Intact PTH is the form of PTH normally measured. In healthy individuals, intact PTH has a circulating half-life of about 5 min. N-terminal PTH has a circulating half-life of about 2 min and is found in minute quantities. Intact and N-terminal PTH are the only biologically active forms of the hormone. Ninety percent of circulating PTH is composed of inactive C-terminal and midregion fragments. PTH is cleared from the body by the kidneys. Patients who are diagnosed with primary hyperparathyroidism are usually scheduled for parathyroidectomy of a single parathyroid adenoma (in most cases). There are a number of different imaging modes used to preoperatively identify the target site and to assist intraoperatively during removal of the parathyroid gland of interest. For additional information regarding imaging and surgical removal (parathyroidectomy), refer to the study titled “Parathyroid Scan.” A 50% decrease or more in postoperative (30 min) PTH from baseline measurements can predict successful treatment.

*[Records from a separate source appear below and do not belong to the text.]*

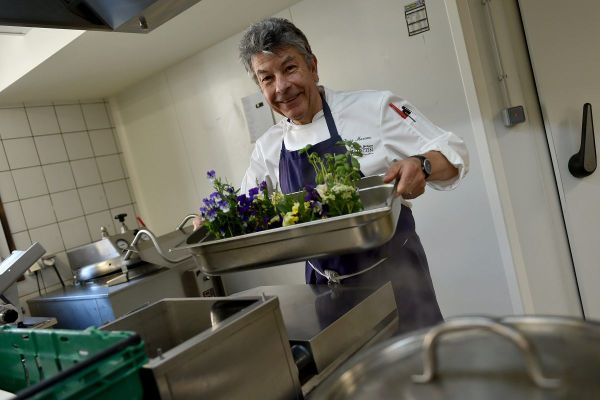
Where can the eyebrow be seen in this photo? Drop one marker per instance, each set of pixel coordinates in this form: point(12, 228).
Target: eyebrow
point(285, 61)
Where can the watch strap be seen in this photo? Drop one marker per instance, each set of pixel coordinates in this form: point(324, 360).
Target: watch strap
point(423, 160)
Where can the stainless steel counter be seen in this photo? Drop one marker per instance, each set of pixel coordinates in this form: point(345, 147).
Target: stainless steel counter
point(77, 307)
point(327, 324)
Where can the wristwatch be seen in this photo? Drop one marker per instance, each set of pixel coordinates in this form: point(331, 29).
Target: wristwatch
point(425, 165)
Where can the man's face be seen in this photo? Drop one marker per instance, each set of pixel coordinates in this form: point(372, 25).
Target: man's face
point(288, 83)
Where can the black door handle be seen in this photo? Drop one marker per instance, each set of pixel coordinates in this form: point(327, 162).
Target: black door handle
point(583, 163)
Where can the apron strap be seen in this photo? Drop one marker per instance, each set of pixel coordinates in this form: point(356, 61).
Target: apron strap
point(329, 120)
point(334, 277)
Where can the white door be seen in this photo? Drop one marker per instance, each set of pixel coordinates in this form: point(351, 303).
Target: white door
point(562, 38)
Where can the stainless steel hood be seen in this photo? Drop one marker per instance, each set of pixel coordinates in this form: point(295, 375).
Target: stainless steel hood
point(137, 16)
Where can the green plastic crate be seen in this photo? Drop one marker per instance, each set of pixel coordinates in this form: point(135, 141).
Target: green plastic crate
point(70, 364)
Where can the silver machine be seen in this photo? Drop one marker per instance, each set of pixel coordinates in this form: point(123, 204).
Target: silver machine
point(270, 342)
point(121, 273)
point(11, 269)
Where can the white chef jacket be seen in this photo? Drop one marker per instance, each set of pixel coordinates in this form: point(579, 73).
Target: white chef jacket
point(365, 117)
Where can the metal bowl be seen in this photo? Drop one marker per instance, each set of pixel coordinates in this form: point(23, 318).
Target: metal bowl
point(477, 358)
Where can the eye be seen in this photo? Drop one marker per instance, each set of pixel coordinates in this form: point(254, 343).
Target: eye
point(266, 78)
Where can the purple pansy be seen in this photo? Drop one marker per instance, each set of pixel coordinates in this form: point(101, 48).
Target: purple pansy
point(211, 175)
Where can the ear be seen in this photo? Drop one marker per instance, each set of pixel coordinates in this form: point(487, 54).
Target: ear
point(313, 68)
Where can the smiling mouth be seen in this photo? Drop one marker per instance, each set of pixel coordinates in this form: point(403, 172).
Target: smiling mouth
point(289, 100)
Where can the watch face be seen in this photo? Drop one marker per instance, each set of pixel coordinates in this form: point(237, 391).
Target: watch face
point(427, 167)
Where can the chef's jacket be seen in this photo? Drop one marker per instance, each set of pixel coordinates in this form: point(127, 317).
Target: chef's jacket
point(385, 134)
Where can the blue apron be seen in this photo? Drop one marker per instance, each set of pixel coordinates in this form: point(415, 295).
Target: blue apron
point(401, 260)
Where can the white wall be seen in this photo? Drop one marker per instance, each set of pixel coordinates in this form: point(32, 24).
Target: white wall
point(22, 53)
point(359, 45)
point(522, 161)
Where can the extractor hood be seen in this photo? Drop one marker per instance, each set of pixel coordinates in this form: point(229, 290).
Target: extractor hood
point(138, 16)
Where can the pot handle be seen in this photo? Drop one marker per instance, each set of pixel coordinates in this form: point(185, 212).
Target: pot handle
point(464, 324)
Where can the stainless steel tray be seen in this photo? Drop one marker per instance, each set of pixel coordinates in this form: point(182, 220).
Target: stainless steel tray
point(363, 230)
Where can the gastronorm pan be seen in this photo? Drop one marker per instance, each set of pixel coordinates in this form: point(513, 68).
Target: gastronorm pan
point(371, 227)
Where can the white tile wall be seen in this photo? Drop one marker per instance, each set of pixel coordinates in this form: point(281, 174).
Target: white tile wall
point(22, 240)
point(103, 218)
point(42, 120)
point(21, 153)
point(70, 118)
point(13, 123)
point(49, 237)
point(66, 205)
point(117, 193)
point(129, 220)
point(86, 172)
point(3, 160)
point(30, 182)
point(14, 215)
point(62, 176)
point(51, 149)
point(59, 177)
point(38, 211)
point(75, 232)
point(103, 142)
point(93, 199)
point(110, 168)
point(95, 116)
point(8, 192)
point(78, 145)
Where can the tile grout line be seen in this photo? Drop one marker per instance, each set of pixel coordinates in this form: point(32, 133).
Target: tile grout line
point(62, 139)
point(44, 175)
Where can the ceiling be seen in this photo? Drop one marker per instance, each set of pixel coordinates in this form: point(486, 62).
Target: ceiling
point(100, 64)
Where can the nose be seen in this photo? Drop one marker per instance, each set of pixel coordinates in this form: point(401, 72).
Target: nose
point(281, 84)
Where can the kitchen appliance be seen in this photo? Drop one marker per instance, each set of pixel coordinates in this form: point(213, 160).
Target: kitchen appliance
point(108, 284)
point(132, 16)
point(369, 228)
point(218, 348)
point(327, 324)
point(475, 358)
point(11, 269)
point(95, 303)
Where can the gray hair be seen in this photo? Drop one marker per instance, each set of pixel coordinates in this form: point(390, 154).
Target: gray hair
point(270, 35)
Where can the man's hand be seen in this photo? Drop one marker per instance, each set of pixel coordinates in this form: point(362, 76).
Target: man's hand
point(410, 177)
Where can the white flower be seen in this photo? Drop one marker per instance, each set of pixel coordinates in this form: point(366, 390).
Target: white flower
point(322, 190)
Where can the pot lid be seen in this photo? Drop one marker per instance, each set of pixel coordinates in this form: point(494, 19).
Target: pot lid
point(477, 358)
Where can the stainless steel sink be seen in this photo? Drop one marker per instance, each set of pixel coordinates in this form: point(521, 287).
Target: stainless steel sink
point(216, 348)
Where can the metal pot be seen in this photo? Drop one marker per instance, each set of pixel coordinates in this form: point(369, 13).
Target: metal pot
point(477, 358)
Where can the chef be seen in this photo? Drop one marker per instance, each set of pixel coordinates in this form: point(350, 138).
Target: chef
point(396, 139)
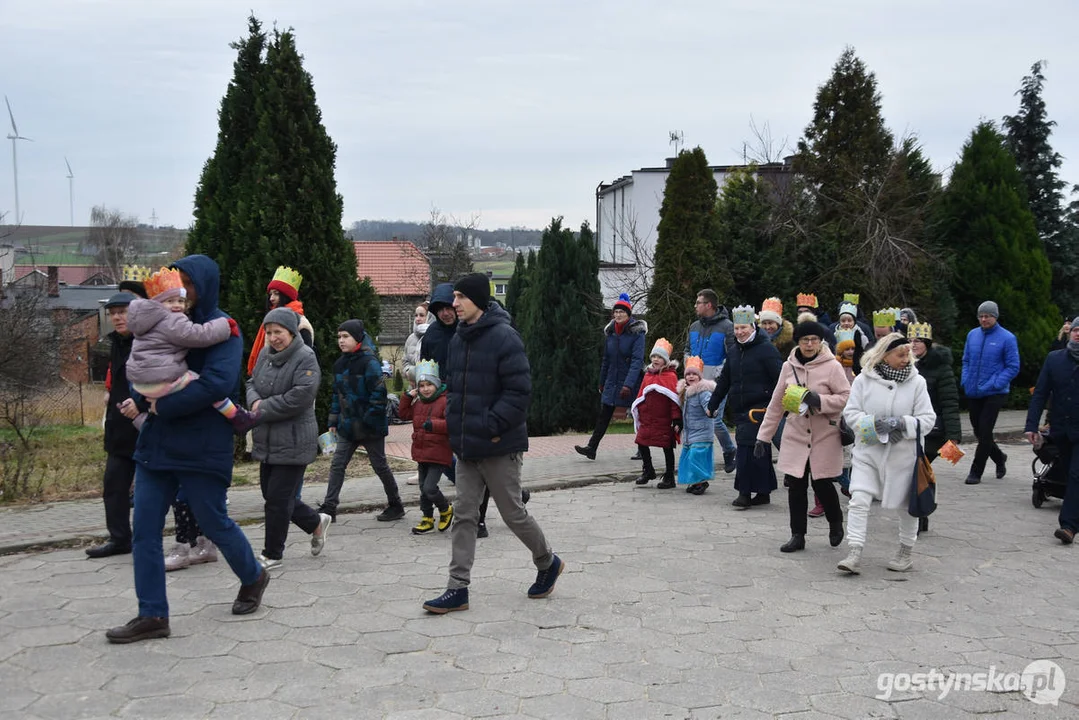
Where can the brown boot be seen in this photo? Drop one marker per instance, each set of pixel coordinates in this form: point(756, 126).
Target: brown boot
point(250, 596)
point(139, 628)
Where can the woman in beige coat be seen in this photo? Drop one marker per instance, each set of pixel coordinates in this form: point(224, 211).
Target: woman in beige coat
point(811, 450)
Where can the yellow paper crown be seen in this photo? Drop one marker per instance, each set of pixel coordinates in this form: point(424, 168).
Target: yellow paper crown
point(663, 349)
point(288, 276)
point(773, 304)
point(885, 317)
point(164, 281)
point(919, 331)
point(134, 272)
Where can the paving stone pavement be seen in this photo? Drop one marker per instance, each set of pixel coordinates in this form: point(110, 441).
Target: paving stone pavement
point(671, 607)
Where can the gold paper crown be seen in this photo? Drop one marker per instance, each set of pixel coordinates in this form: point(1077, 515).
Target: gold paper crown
point(287, 275)
point(743, 315)
point(163, 281)
point(885, 317)
point(663, 344)
point(773, 304)
point(919, 331)
point(134, 272)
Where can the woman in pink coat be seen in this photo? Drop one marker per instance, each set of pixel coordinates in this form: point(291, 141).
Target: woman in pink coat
point(811, 450)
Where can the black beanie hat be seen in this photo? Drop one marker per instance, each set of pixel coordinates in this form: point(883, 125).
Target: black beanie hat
point(803, 329)
point(476, 287)
point(353, 327)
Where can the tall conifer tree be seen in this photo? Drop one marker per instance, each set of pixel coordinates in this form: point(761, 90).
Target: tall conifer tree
point(1027, 138)
point(560, 328)
point(686, 257)
point(282, 204)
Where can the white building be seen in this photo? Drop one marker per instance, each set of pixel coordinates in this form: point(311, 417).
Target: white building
point(627, 220)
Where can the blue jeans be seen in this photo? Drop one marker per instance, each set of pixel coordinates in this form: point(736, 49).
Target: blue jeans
point(153, 496)
point(722, 434)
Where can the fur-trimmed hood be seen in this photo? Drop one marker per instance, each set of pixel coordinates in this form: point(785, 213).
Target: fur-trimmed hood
point(696, 388)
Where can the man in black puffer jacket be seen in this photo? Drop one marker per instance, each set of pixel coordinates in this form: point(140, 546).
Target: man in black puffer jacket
point(489, 389)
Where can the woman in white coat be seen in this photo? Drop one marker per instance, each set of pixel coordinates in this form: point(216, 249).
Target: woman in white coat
point(888, 404)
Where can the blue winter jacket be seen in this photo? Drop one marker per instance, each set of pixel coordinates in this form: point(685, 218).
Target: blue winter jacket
point(707, 340)
point(1060, 381)
point(490, 386)
point(358, 405)
point(989, 362)
point(187, 434)
point(623, 361)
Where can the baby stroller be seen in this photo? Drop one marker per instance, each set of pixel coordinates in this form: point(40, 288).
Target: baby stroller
point(1049, 475)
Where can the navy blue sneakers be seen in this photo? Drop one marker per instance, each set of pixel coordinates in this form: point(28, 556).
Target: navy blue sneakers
point(448, 601)
point(546, 579)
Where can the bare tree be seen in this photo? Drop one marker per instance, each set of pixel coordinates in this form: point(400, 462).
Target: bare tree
point(114, 238)
point(446, 241)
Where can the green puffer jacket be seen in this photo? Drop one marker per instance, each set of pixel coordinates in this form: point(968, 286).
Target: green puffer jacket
point(936, 367)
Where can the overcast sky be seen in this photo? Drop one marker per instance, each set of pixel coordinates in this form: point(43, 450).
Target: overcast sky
point(510, 111)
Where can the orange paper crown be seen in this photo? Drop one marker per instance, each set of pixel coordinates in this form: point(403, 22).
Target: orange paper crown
point(774, 304)
point(164, 281)
point(696, 364)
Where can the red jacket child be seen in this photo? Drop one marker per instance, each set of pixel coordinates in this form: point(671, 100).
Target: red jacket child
point(429, 445)
point(656, 413)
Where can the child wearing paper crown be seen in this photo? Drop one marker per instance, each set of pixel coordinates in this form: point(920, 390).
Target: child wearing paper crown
point(163, 335)
point(657, 415)
point(431, 444)
point(696, 467)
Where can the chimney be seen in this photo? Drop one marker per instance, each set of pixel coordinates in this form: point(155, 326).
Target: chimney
point(53, 283)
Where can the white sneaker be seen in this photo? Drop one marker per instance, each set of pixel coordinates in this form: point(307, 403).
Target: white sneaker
point(178, 557)
point(204, 552)
point(318, 537)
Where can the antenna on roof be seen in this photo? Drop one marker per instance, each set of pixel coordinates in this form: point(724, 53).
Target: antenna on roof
point(677, 139)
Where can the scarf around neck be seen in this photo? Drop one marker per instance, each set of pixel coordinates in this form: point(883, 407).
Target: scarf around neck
point(888, 372)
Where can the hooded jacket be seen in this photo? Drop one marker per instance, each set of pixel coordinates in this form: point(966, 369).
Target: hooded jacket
point(358, 404)
point(748, 380)
point(936, 367)
point(707, 340)
point(120, 434)
point(285, 383)
point(162, 340)
point(989, 362)
point(187, 434)
point(813, 437)
point(884, 470)
point(436, 341)
point(623, 360)
point(431, 445)
point(490, 388)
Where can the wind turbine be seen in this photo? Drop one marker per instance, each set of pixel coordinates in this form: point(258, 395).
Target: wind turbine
point(14, 137)
point(70, 189)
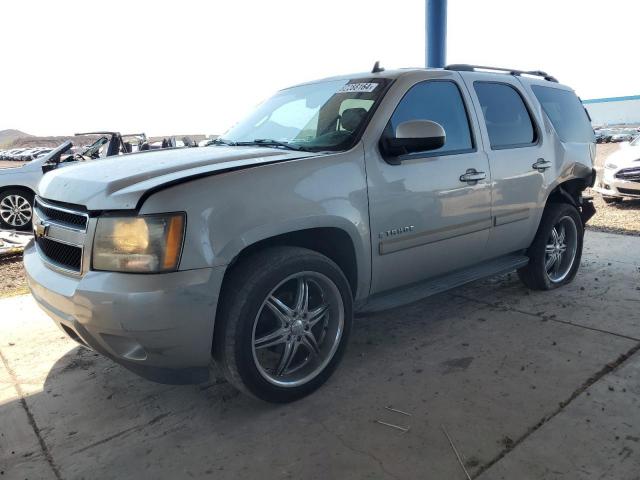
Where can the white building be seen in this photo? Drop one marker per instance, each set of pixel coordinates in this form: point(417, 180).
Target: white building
point(614, 110)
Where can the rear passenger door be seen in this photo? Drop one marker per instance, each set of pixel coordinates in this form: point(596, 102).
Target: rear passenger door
point(425, 219)
point(514, 143)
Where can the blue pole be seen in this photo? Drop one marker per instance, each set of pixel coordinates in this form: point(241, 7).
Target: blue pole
point(436, 33)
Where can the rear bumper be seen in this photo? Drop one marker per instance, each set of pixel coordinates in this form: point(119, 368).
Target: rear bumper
point(159, 326)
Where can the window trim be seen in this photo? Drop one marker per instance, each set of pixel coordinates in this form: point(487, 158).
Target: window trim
point(430, 154)
point(534, 123)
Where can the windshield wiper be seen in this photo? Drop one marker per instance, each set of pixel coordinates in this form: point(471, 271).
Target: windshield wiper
point(221, 141)
point(268, 142)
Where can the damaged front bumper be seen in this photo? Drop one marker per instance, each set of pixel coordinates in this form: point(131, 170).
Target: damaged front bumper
point(159, 326)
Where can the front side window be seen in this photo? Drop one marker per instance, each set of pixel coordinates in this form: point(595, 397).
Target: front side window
point(439, 101)
point(566, 113)
point(329, 115)
point(508, 121)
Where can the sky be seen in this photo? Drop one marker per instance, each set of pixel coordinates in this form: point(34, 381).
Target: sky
point(187, 67)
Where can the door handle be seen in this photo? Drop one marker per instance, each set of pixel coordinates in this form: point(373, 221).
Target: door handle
point(472, 176)
point(541, 165)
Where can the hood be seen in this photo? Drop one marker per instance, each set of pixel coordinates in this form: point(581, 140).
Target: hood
point(625, 156)
point(118, 183)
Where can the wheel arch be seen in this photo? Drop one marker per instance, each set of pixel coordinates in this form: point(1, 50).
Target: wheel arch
point(4, 188)
point(332, 242)
point(570, 191)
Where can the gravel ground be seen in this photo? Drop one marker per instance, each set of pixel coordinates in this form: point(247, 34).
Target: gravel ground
point(616, 218)
point(12, 279)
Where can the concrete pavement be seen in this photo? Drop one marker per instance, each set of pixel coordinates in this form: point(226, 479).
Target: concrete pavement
point(528, 385)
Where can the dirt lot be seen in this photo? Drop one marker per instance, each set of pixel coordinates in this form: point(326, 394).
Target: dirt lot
point(12, 280)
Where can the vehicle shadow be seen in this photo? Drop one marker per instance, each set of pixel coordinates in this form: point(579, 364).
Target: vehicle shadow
point(92, 413)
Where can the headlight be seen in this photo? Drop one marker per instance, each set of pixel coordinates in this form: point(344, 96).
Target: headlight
point(145, 244)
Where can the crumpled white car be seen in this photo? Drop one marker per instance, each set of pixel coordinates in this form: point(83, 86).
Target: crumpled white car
point(621, 175)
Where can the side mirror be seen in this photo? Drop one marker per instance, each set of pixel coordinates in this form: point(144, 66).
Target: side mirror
point(414, 136)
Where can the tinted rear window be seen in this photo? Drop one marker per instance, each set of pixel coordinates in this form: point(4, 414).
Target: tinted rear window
point(508, 121)
point(566, 113)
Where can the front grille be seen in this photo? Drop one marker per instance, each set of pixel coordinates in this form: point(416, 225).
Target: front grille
point(629, 174)
point(628, 191)
point(62, 216)
point(61, 254)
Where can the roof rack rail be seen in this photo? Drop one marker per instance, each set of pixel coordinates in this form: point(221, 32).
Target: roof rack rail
point(463, 67)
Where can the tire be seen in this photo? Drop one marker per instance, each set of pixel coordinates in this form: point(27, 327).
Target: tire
point(16, 209)
point(547, 245)
point(610, 200)
point(252, 335)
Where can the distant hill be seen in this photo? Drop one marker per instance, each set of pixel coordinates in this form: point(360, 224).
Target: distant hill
point(11, 135)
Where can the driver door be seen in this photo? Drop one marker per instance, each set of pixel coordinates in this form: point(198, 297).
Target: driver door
point(425, 219)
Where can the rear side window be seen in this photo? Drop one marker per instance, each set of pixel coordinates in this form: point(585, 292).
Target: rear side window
point(566, 113)
point(439, 101)
point(508, 121)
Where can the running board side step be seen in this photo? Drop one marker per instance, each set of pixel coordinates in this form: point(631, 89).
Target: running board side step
point(418, 291)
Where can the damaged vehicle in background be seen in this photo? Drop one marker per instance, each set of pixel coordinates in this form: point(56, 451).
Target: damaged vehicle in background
point(18, 184)
point(621, 174)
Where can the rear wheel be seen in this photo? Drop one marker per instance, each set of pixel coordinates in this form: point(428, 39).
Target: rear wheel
point(16, 209)
point(556, 250)
point(283, 324)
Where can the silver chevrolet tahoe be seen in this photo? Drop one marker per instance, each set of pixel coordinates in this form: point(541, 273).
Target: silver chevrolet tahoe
point(359, 193)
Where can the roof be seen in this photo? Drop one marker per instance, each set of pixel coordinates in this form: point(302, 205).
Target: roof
point(612, 99)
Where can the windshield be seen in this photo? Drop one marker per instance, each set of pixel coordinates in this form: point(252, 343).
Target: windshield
point(328, 115)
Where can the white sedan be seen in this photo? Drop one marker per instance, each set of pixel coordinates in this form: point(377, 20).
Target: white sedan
point(621, 174)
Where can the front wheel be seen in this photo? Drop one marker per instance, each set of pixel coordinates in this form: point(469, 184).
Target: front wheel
point(283, 324)
point(16, 209)
point(556, 250)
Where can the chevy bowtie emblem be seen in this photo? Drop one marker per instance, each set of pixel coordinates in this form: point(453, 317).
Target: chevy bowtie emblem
point(40, 229)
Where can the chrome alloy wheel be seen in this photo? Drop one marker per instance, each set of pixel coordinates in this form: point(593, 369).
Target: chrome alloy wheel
point(298, 329)
point(15, 210)
point(560, 250)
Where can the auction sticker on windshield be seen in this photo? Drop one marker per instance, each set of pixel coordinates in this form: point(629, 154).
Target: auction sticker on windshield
point(358, 87)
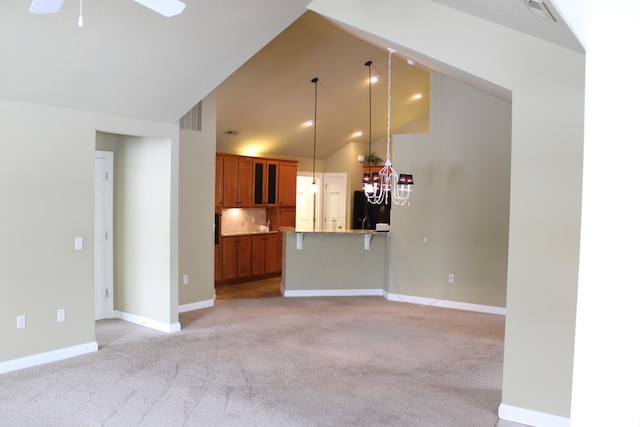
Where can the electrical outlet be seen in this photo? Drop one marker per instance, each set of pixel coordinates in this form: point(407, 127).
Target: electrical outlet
point(21, 321)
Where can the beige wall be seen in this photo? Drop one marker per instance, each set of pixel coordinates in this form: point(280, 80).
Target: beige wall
point(547, 83)
point(47, 186)
point(460, 203)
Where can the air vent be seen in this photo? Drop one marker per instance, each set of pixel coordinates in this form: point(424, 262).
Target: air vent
point(193, 119)
point(540, 9)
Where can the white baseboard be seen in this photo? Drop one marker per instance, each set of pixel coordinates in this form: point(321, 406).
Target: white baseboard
point(195, 306)
point(333, 293)
point(531, 418)
point(446, 304)
point(149, 323)
point(394, 297)
point(47, 357)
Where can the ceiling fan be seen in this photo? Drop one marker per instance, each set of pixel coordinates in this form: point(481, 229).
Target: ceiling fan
point(166, 8)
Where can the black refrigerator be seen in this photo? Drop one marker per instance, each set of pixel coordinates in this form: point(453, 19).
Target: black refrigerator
point(366, 215)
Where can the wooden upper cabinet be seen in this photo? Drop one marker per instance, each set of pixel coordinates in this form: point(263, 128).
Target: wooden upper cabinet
point(237, 182)
point(287, 184)
point(265, 178)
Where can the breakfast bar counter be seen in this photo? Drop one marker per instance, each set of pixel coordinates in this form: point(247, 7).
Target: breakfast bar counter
point(334, 262)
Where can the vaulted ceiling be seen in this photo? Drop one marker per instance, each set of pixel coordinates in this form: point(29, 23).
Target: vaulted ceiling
point(259, 57)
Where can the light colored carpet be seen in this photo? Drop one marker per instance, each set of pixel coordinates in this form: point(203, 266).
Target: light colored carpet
point(353, 361)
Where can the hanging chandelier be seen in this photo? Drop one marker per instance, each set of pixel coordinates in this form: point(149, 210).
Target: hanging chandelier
point(386, 184)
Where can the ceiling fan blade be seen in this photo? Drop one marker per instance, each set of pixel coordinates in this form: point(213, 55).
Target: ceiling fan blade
point(42, 7)
point(166, 8)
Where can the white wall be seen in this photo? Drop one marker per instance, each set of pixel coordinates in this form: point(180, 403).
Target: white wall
point(143, 219)
point(197, 177)
point(606, 368)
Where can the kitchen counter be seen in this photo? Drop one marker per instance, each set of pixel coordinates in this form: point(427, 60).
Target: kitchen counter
point(336, 231)
point(248, 233)
point(334, 262)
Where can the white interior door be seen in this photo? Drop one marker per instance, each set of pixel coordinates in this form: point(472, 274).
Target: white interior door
point(306, 203)
point(103, 230)
point(334, 201)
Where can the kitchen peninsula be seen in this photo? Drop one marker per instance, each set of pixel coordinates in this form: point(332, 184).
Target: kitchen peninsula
point(341, 262)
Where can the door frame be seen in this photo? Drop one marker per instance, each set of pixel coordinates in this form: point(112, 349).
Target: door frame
point(108, 156)
point(318, 197)
point(343, 207)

A rapid PTH assay has been developed specifically for intraoperative monitoring of PTH in the surgical treatment of primary hyperparathyroidism. Rapid PTH assays have proved valuable because the decision whether the hyperparathyroidism involves one or multiple glands depends on measurement of circulating PTH levels. Surgical outcomes indicate that a 50% decrease or more in intraoperative (10 min) PTH from baseline measurements can predict successful treatment with up to 97% accuracy. An intraoperative decrease of less than 50% indicates the need to identify and remove additional malfunctioning parathyroid tissue.

Normal PTH response to low calcium level

PTH assists in regulating serum calcium (and phosphorus) levels by

• Enhancing production of active vitamin D (calcitriol) metabolites by the kidney, which increases absorption of calcium and phosphate in the small intestine
• Promoting renal tubular reabsorption of calcium and increased excretion of phosphate
• Stimulating the release of calcium and phosphate from bone into the bloodstream

Normal PTH response to high calcium level

Increased blood calcium and vitamin D levels initiate a negative feedback loop by signaling the parathyroid glands to stop release of PTH.

Hyperparathyroidism

Dysfunction of one or more parathyroid glands results in unregulated overproduction of PTH that leads to hypercalcemia and hypophosphatemia. There are three types of hyperparathyroidism:

• Primary hyperparathyroidism: oversecretion of PTH characterized by hypercalcemia and hypophosphatemia and related development of abdominal and bone pain, depression, formation of kidney stones, and polyuria. More common in females than males. Approximately 85% to 90% of cases are related to adenoma in a single gland; 10% to 15% are related to adenoma involving multiple glands; cancerous tumors of the parathyroids are rare.
• Secondary hyperparathyroidism: chronic oversecretion of PTH secondary to hypocalcemia; generally the result of vitamin D deficiency or chronic kidney disease.
• Tertiary hyperparathyroidism: development of excessive autonomous PTH secretion, often involving all four glands. Etiology is not well understood, but tertiary hyperparathyroidism is observed in patients with unresolved secondary hyperparathyroidism who have been on kidney dialysis for years or in patients with hyperparathyroidism that continues following kidney transplantation. Many patients with tertiary hyperparathyroidism have normal blood calcium levels and remain hypercalcemic after cessation of calcium and vitamin D therapy.

Hypoparathyroidism

Hypoparathyroidism is a relatively rare condition marked by PTH deficiency. It is also the natural result when the parathyroid glands are surgically removed.